DURING the Winter Olympics, a visitor collects a sleigh full of impressions quickly. Here are some extracted from one reporter's frosty notebook at the 17th Winter Games in Lillehammer, Norway:

* When you invite the world to your doorstep, the guests sometimes introduce some unexpected challenges. For example: fire stations in the Olympic region have answered several false alarms caused by people taking showers with the door open, causing steam to activate smoke alarms.

* You've got to love the Norwegians' philosophy about living in the cold. ``There is no such thing as bad weather,'' they say, ``just bad choice of attire.''

* Any magazine contemplating a winter fashion section would do well to stop in Norway. The clothes on display during the Lillehammer Games are of unsurpassed style and variety, to say nothing of being functional.

* In the United States, spectators often use portable stadium seats and cushions. In Norway, foam pads are considered important spectating accessories, but for the sake of one's feet not one's seat. Much winter sports watching is done standing, and the cushions not only are softer underfoot, but they also insulate against snow and ice.

* These will not go down as the Leg-Room Olympics. Seats in the various new arenas are so cramped that, once down, there is almost no getting up. A trip to the concession stand is almost out of the question.

* It's little wonder that cowbells are such popular noisemakers at ski races. Have you ever heard thunderous applause from a crowd wearing gloves and mittens?

* One of the hottest attractions for the Olympic arts festival this year is the Oslo Gospel Choir. That sounds strange; the group doesn't. The choir, which often sings in English, has a strong American feel to it.

* Lake Mjosa is the unsung natural beauty of these Games. It serves to connect the three communities that share the Olympics: Lillehammer, Hamar, and Gjovik. Mjosa's ice-covered waters stretch like a wide river down the heart of the Gudbrandsdal valley. Many visitors no doubt will go home daydreaming of a summer vacation along its banks.

* If Lake Placid could turn its athletes' village into a low-security prison after the 1980 Winter Games, no one should blink when Lillehammer's Olympic organizers indicate they will convert the disco at the Olympic Village into a church.
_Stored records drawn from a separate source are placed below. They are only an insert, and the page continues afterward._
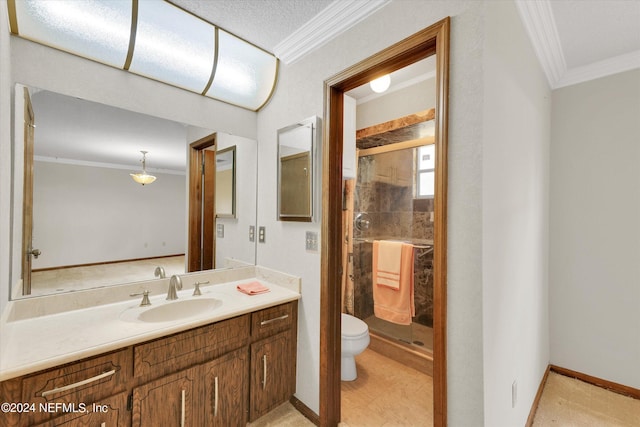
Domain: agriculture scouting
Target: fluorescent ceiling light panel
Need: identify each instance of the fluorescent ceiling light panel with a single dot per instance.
(245, 74)
(173, 46)
(93, 29)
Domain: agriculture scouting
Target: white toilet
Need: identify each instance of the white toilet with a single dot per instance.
(355, 338)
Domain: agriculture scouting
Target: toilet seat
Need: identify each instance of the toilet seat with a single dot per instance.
(353, 328)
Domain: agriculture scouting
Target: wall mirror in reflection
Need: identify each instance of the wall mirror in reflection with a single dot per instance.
(296, 170)
(226, 182)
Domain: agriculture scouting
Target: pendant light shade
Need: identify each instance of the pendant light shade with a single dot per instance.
(143, 177)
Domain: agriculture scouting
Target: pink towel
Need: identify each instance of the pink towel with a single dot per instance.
(252, 288)
(395, 305)
(389, 256)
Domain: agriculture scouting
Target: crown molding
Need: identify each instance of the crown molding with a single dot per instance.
(618, 64)
(335, 19)
(539, 23)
* Sight not soon forgotten: a blimp, viewed from overhead, as it floated above Lillehammer. This unusual vantage point occurred on a bus ride down from Birkebeineren Ski Stadium, up-mountain from the host city - and the blimp.

* While many of the sports in the Winter Olympics are photogenic, most provide narrow descriptive possibilities. What really can be said, for example, about a bobsled or luge race, in which the naked eye is almost incapable of detecting what happened. Most of the sled, ski, and skating races are first and foremost battles with the clock, even more so than running events in the Summer Games, which are primarily strategic battles.
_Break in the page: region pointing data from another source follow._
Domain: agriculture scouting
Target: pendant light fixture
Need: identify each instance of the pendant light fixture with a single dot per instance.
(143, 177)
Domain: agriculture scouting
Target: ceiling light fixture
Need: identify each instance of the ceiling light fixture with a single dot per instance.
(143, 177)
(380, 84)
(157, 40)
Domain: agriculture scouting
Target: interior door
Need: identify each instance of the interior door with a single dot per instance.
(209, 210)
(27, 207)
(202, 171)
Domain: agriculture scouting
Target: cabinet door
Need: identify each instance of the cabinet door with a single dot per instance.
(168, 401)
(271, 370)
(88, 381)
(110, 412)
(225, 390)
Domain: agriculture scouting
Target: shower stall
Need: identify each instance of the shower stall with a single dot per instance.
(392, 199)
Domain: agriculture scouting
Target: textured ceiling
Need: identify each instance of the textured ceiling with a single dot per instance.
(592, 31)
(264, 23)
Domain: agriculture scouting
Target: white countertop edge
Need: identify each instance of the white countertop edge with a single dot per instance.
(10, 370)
* The compulsory dance portion of the ice-dancing competition rates as an audio version of Chinese water torture, with each couple demonstrating their footwork to the same piece of music. At these Olympics, that meant playing the same number 21 consecutive times for two compulsory dances.
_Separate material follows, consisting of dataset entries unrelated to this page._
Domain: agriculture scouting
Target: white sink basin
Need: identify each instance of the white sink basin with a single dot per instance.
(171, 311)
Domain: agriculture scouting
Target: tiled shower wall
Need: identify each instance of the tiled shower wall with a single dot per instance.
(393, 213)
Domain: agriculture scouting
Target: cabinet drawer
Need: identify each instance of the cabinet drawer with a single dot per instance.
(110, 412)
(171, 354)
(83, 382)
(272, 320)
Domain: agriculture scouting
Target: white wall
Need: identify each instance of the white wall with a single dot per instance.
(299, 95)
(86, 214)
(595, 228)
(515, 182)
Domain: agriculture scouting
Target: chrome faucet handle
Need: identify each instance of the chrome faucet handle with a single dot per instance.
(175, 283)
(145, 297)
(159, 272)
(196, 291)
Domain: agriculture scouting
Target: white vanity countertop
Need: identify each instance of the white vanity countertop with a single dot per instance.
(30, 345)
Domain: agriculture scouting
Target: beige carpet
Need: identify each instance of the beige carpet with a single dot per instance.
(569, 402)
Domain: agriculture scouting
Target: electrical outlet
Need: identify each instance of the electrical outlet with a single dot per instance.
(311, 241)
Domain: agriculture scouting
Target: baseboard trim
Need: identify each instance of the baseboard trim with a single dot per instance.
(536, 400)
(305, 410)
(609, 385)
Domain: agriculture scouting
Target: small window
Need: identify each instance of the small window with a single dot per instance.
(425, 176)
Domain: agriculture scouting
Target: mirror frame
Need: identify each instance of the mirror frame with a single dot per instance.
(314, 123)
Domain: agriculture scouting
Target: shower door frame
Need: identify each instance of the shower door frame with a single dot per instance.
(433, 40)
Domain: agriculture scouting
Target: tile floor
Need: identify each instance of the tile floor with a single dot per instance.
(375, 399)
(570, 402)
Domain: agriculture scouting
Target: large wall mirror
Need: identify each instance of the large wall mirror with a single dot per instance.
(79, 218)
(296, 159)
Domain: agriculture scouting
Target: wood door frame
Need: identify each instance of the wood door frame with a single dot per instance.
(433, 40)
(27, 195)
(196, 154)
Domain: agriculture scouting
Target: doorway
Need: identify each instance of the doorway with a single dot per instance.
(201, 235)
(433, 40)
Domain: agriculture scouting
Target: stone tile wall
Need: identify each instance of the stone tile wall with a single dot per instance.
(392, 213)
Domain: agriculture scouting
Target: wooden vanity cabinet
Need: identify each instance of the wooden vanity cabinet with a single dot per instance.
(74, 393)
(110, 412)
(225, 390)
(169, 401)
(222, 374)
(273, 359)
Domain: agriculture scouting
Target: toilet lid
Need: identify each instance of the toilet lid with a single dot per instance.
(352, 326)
* Speed-skating should consider a change to its Olympic format whenever the races are held indoors. Instead of having the top seeded competitors race first, put them last so that the drama and suspense can build. Figure skating uses this format. On an outdoor speed-skating oval, where conditions can be better early, the current system may make sense, but not when indoor skating rinks offer consistent conditions throughout the competition.

* Like other three-time Olympians from the former Soviet Union, figure-skater Viktor Petrenko has had to march under different banners at each of the last three Winter Games. In 1988 he skated for the USSR, in 1992 for the Unified Team, and this year for Ukraine.

* One American reporter assigned to the Kerrigan-Harding watch says that Nancy Kerrigan's agent, Jerry Solomon, has become the de facto press attache of the United States Figure Skating Association, since he controls access to one of the principals in the major melodrama of these Olympics.

* These Green Olympics, so named because of their environmental sensitivity, are also gray Games. The antismoking campaign that Albertville, France, conducted at the Winter Olympics two years ago is all but forgotten here as many visitors regularly reach for their cigarettes.

* The daily weather report found in the official newspaper of the Lillehammer Winter Games carries temperatures from around the world. But it is a perplexing list. Not a single North American city made the 30 listed cities one day, while temperatures appeared for Tenerife, Canary Islands; Las Palmas, Argentina; and Dar Es Salaam, Tanzania.

* The traffic rotary, a familiar invention to Boston drivers, is an unexpected fixture of Lillehammer's road network.

* Some English words are practically identical twins to their Norwegian counterparts. On the other hand, the differences can be striking too. ``Dress warmly'' in Norwegian is ``Kle deg godt og varmt.''

* Wearing boots day after day makes sockfooted moments all the more pleasurable.